Broderick: Courts amendment ‘a very dangerous thing’

Next month, Granite Staters will vote on a constitutional amendment that would let the Legislature regulate the state court’s operations. It’s “a very dangerous thing” warns former state Supreme Court Chief Justice John Broderick.

In an interview with the Concord Monitor editorial board, the UNH Law School Dean points out the Legislature already has oversight responsibilities for the courts by controlling the budget and sitting on the court’s judicial conduct and rules committees. This scope of this proposal, however, “would violate the separation of powers between the two branches of government,” said Broderick.

Courts are designed not to be places where majorities rule,” Broderick said. “But the state house is based on majority rule. We need a safe place, as Justice Souter would say, where you can be assured that politics does not influence the end result.

Broderick said lawmakers think the courts have too much power. If the Legislature gained control of court procedures, it would be able to appoint administrative judges and place them in specific counties, or eliminate them entirely, Broderick said.

It could also take over the duties of the judicial conduct committee.
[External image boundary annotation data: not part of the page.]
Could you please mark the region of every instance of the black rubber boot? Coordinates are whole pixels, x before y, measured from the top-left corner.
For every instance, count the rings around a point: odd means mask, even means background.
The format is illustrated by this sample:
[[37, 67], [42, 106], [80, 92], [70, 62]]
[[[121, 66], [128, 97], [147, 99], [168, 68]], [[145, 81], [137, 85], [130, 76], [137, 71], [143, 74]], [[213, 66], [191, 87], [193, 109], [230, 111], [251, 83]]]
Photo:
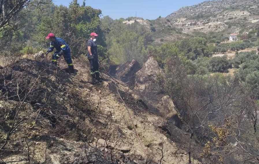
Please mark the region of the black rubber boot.
[[68, 66], [68, 71], [70, 73], [74, 73], [74, 66]]
[[100, 78], [100, 74], [98, 72], [95, 73], [95, 77], [98, 82], [102, 82], [103, 80]]
[[54, 65], [55, 66], [57, 66], [57, 62], [52, 62], [51, 63], [53, 65]]
[[92, 74], [91, 75], [91, 76], [92, 77], [92, 82], [93, 83], [97, 83], [98, 81], [96, 80], [96, 79], [95, 78], [95, 75], [94, 74]]

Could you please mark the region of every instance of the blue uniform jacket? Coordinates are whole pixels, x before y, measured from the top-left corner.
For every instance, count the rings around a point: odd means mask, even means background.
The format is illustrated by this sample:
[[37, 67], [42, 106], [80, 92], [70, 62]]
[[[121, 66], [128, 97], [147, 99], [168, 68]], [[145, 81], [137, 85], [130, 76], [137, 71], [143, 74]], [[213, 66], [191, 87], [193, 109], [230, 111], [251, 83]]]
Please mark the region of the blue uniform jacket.
[[56, 37], [56, 41], [50, 42], [50, 45], [48, 52], [51, 52], [53, 51], [54, 48], [56, 48], [57, 52], [59, 52], [62, 50], [64, 53], [70, 52], [69, 46], [63, 39]]

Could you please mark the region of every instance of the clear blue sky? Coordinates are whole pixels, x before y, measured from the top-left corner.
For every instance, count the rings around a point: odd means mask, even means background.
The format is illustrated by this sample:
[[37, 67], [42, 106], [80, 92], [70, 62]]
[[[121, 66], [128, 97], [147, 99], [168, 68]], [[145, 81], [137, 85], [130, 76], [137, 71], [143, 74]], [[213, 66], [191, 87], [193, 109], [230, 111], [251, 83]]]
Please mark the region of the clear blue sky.
[[[82, 4], [83, 0], [78, 0]], [[68, 6], [72, 0], [53, 0], [56, 5]], [[154, 19], [165, 17], [182, 7], [197, 4], [205, 0], [86, 0], [86, 5], [101, 9], [104, 16], [113, 19], [137, 16]]]

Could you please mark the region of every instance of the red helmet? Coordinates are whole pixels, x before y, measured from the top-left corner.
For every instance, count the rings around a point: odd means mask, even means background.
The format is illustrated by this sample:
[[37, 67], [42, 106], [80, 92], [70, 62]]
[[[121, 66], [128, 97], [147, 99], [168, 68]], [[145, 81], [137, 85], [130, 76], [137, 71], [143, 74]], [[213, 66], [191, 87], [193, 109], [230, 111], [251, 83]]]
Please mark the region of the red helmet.
[[96, 33], [91, 33], [91, 34], [90, 35], [90, 36], [91, 37], [93, 36], [95, 36], [96, 37], [97, 37], [98, 36], [98, 35], [96, 34]]
[[50, 33], [49, 34], [48, 36], [46, 37], [46, 39], [49, 39], [49, 38], [55, 38], [55, 35], [54, 35], [54, 34], [53, 34], [53, 33]]

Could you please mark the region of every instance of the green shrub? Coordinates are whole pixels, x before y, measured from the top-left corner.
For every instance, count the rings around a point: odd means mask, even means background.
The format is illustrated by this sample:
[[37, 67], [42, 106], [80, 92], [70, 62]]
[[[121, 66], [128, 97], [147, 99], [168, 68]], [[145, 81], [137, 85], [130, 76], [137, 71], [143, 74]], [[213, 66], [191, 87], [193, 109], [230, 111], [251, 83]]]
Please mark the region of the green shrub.
[[210, 61], [210, 64], [211, 71], [213, 72], [227, 72], [228, 69], [231, 68], [230, 62], [226, 56], [212, 58]]

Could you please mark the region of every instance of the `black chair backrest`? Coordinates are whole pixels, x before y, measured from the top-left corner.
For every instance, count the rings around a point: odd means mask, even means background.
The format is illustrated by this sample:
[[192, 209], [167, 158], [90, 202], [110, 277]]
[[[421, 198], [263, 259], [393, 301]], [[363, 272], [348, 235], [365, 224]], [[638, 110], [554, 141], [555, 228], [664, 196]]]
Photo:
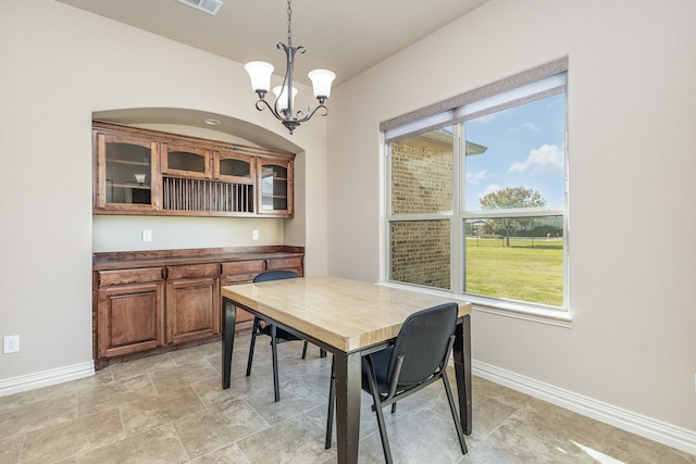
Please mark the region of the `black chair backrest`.
[[403, 322], [389, 359], [389, 384], [399, 356], [403, 356], [399, 389], [413, 387], [437, 372], [447, 361], [458, 312], [457, 303], [445, 303], [413, 313]]
[[265, 271], [253, 278], [253, 281], [283, 280], [286, 278], [298, 278], [295, 271]]

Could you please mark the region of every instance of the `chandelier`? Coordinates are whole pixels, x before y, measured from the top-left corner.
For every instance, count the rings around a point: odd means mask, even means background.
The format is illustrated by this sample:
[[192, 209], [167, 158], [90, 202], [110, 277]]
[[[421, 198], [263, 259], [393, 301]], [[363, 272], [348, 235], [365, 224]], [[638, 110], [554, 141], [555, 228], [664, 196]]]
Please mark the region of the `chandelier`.
[[331, 95], [331, 84], [336, 78], [336, 74], [328, 70], [310, 71], [309, 78], [312, 80], [314, 97], [319, 100], [319, 105], [313, 110], [311, 110], [309, 105], [307, 105], [306, 110], [295, 110], [295, 96], [297, 95], [297, 88], [293, 86], [295, 53], [298, 51], [304, 53], [304, 47], [293, 47], [293, 9], [290, 1], [291, 0], [287, 0], [287, 45], [283, 42], [278, 42], [277, 45], [278, 50], [281, 48], [285, 50], [287, 68], [285, 71], [283, 85], [273, 88], [273, 93], [275, 95], [275, 102], [273, 104], [265, 100], [265, 96], [271, 88], [273, 65], [263, 61], [251, 61], [245, 64], [244, 68], [249, 73], [251, 88], [259, 96], [257, 110], [263, 111], [264, 108], [268, 108], [290, 131], [290, 135], [293, 135], [293, 130], [301, 123], [309, 121], [318, 110], [322, 110], [320, 113], [322, 116], [328, 114], [328, 109], [325, 103]]

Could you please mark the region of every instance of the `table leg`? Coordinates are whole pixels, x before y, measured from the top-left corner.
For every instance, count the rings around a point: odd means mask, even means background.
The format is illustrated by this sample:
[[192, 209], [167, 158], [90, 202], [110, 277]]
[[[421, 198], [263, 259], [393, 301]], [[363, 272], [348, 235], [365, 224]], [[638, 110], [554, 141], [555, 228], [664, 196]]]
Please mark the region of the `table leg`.
[[471, 317], [465, 315], [455, 330], [455, 375], [459, 396], [459, 416], [464, 434], [471, 435]]
[[336, 441], [338, 463], [358, 462], [360, 440], [360, 353], [334, 354], [336, 361]]
[[232, 350], [235, 346], [235, 323], [237, 321], [237, 306], [223, 297], [222, 304], [225, 316], [222, 321], [222, 388], [229, 388], [232, 374]]

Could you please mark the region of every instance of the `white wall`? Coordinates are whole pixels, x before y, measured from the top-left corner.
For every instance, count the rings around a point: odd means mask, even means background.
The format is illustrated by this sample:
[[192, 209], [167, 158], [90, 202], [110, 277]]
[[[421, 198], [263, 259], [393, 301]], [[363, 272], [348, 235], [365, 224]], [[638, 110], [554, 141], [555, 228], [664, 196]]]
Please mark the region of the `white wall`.
[[696, 430], [696, 3], [492, 0], [332, 93], [328, 269], [380, 280], [378, 123], [569, 57], [571, 328], [475, 312], [477, 362]]
[[[210, 76], [224, 85], [198, 85]], [[326, 273], [325, 122], [290, 138], [256, 110], [241, 64], [52, 0], [2, 2], [0, 83], [0, 337], [20, 335], [22, 348], [0, 354], [0, 391], [13, 379], [92, 359], [92, 112], [211, 112], [302, 150], [297, 214], [282, 226], [276, 220], [99, 217], [96, 249], [141, 247], [144, 226], [162, 248], [256, 244], [245, 242], [251, 228], [265, 227], [276, 240], [307, 246], [308, 275]]]

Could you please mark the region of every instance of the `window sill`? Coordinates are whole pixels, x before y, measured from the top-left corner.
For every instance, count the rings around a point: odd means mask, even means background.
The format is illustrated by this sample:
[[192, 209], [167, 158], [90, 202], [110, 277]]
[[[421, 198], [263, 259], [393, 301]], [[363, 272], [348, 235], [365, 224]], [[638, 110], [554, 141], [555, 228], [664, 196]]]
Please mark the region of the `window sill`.
[[487, 298], [474, 297], [471, 294], [456, 294], [445, 290], [436, 290], [433, 288], [418, 287], [412, 285], [396, 283], [378, 283], [377, 285], [434, 294], [437, 297], [449, 298], [456, 301], [467, 301], [471, 303], [474, 311], [497, 314], [506, 317], [513, 317], [522, 321], [530, 321], [566, 328], [570, 328], [573, 322], [573, 316], [570, 314], [570, 312], [563, 310], [552, 310], [544, 306], [534, 306], [531, 304], [521, 304], [510, 301], [496, 301]]

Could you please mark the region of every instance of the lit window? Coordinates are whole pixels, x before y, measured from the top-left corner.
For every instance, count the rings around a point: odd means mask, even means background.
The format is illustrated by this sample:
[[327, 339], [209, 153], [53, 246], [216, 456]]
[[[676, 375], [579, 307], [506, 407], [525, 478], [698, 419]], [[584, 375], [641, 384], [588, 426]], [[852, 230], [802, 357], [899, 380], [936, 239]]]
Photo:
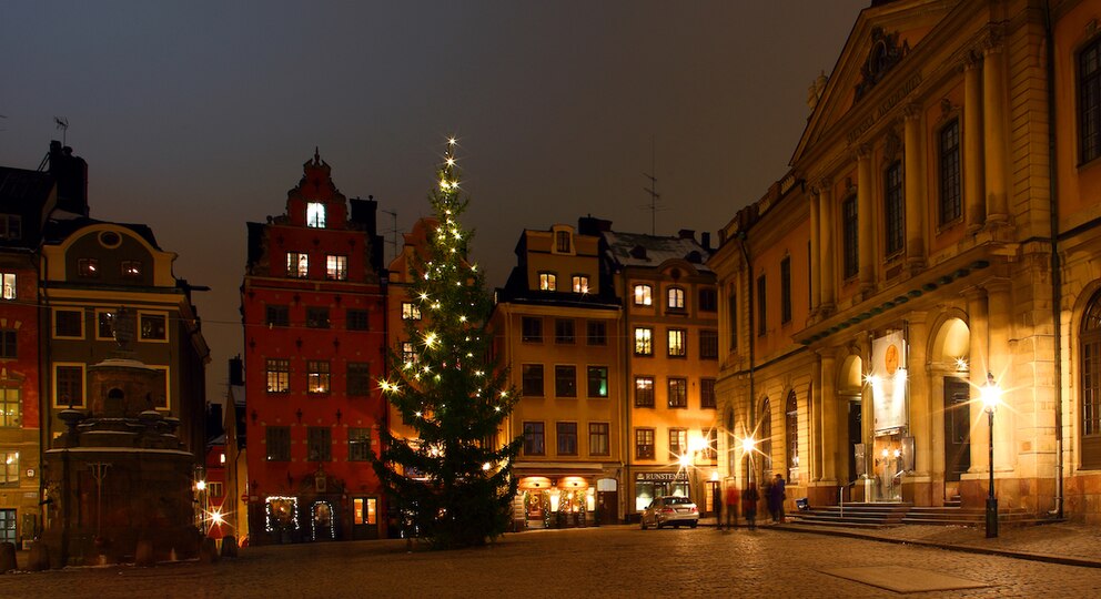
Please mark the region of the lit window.
[[325, 229], [325, 204], [321, 202], [310, 202], [306, 204], [306, 226]]
[[588, 293], [588, 277], [574, 275], [574, 293]]
[[287, 252], [286, 276], [291, 278], [305, 278], [310, 276], [310, 254]]
[[330, 254], [325, 256], [325, 278], [347, 281], [347, 256]]
[[649, 306], [654, 303], [653, 287], [649, 285], [635, 285], [635, 305]]

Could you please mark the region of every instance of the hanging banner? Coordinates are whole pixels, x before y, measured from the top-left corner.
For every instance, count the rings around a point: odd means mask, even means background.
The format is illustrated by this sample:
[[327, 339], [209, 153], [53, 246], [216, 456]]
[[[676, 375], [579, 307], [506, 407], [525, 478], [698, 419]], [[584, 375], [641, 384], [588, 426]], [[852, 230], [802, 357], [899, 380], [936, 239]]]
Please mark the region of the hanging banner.
[[876, 432], [900, 429], [906, 419], [906, 339], [901, 331], [871, 342], [871, 385]]

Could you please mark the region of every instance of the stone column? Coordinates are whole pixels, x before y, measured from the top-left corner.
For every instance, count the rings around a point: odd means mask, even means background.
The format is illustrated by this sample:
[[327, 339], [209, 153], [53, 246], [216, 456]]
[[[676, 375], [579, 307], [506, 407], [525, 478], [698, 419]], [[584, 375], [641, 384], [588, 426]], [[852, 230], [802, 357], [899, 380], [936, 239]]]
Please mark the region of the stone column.
[[861, 145], [857, 151], [857, 235], [860, 253], [860, 293], [876, 288], [876, 210], [871, 176], [871, 149]]
[[1009, 220], [1009, 90], [1006, 87], [1006, 53], [993, 39], [982, 61], [982, 124], [986, 140], [987, 221]]
[[[820, 205], [821, 205], [821, 193], [818, 189], [814, 189], [810, 192], [810, 255], [821, 256], [822, 247], [820, 240]], [[821, 280], [822, 273], [821, 267], [818, 264], [810, 264], [810, 314], [815, 315], [818, 313], [818, 306], [822, 303], [822, 288]]]
[[911, 272], [926, 263], [926, 160], [921, 108], [906, 108], [906, 264]]
[[987, 217], [980, 60], [981, 57], [972, 53], [963, 65], [963, 205], [968, 233], [982, 229]]
[[830, 314], [834, 312], [834, 305], [837, 301], [834, 291], [837, 285], [837, 280], [834, 276], [834, 265], [841, 252], [840, 247], [837, 246], [837, 242], [834, 241], [834, 215], [836, 214], [836, 206], [834, 206], [834, 184], [828, 179], [824, 179], [819, 183], [818, 190], [818, 217], [821, 221], [818, 236], [818, 247], [821, 251], [818, 253], [818, 262], [822, 273], [820, 278], [822, 294], [819, 308], [826, 314]]

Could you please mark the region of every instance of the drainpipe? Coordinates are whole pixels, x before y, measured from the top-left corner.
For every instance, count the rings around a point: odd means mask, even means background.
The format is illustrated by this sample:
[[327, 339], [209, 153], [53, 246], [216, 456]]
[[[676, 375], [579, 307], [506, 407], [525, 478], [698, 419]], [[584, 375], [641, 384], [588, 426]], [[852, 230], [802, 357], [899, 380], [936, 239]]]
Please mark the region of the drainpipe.
[[1048, 193], [1051, 205], [1051, 318], [1055, 346], [1055, 497], [1048, 514], [1063, 517], [1063, 335], [1062, 335], [1062, 272], [1059, 261], [1059, 179], [1055, 164], [1055, 41], [1051, 27], [1051, 2], [1043, 3], [1044, 45], [1048, 54]]

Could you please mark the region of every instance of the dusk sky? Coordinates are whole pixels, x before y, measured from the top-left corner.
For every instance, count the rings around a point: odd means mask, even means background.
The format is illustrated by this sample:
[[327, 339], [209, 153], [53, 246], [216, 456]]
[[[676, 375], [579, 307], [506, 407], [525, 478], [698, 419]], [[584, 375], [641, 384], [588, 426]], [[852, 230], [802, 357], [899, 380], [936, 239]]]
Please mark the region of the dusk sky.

Broderick said he fears lawmakers would shift the committee’s authority to the House Redress of Grievances Committee revived by House Speaker Bill O’Brien, allowing judges to be “tortured for their views or their opinions.”


  • hannah

    We need a safe place, as Justice Souter would say, where you can be assured that politics does not influence the end result.

    The casual reader just assumes he’s talking about party partisanship and why a “safe place” would be needed is unclear.  Because what Roberts is actually talking about is the effort to wield power over the judiciary in the interest of coercion, rather than just and equitable behavior.
    Republicans have become convinced that the main purpose of our public corporations is to coerce the citizenry and, in that context, they perceive that the judiciary has not been a sufficiently coercive force to back the will of the legislators up. That agents of government are to be public servants is anathema to the hierarchists.
    It’s the difference between getting a fair shake and getting shaken.

  • Lucy Weber

    I was very glad to see this article mentioned here.  One other point that Dean Broderick makes is worth highlighting.  Here is how Dean Broderick phrases it:

    A voters’ guide approved by lawmakers gives an explanation for the amendment that is “decidedly misleading,” Broderick said.

    Here is the sentence in the voters guide that troubles me:

    This article [Article 78-a] has caused confusion over whether court rules or legislative statute shall have priority.  (Emphasis added.)

    Having sat on the House Judiciary Committee throughout the hearings on this proposed amendment, I do not recall hearing any instances of confusion having been caused in the past.  What I heard was the testimony of people who do not like one or another aspect of what the court is doing, and those people want to be able to tell the courts what they will do and how to do it.